For their study, River-Arkoncel and colleagues compared two groups of Filipino men with prostate cancer: one group of 38 men treated with androgen deprivation therapy and one group of 36 men with less advanced cancer who were not treated with the hormonal therapy. Even though the men's ages in the two groups were not the same, their risks for diabetes were similar.

Studying the medical records of these patients, researchers looked for those with type 2 diabetes or metabolic syndrome - the group of risk factors that increase the risk of heart disease, stroke, and type 2 diabetes.

The researchers found that men with prostate cancer who were treated with androgen deprivation therapy were twice as likely to have diabetes, compared to men who did not receive the hormonal therapy.

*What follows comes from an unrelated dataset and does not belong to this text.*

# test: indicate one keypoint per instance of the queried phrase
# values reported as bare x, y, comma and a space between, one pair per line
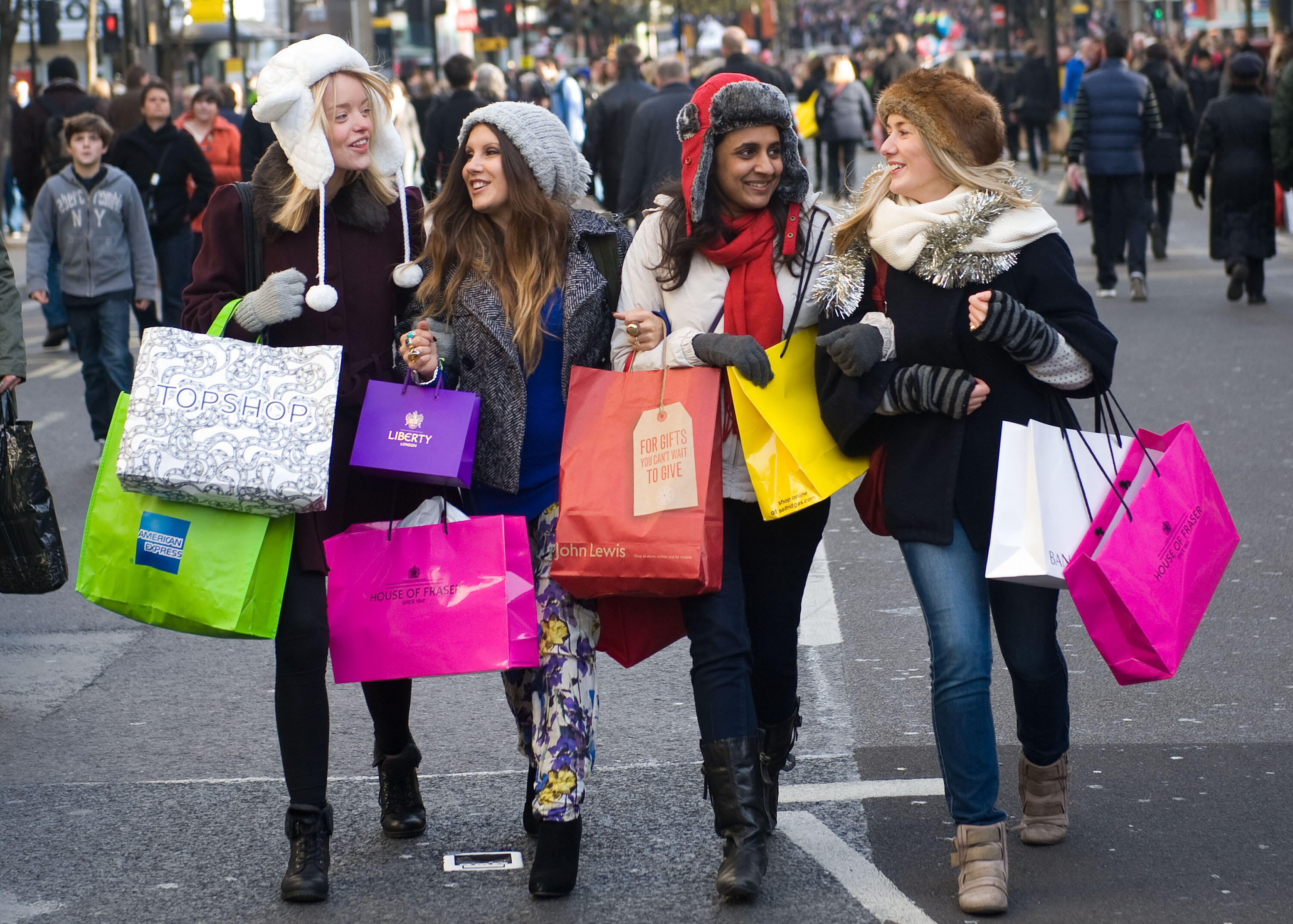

Of the men who received the hormonal treatment, 42 percent had diabetes. Only 19 percent of the non-treatment group had diabetes. In addition, 37 percent of the men who received androgen deprivation therapy had metabolic syndrome, compared to 28 percent of those who did not receive the treatment.

Rivera-Arkoncel warns that this study does not prove that androgen deprivation therapy is the root cause of a higher diabetes risk. However, the study does suggest that there is a relationship between the two. More research is needed to see if the hormonal treatment is causing men with prostate cancer to develop diabetes.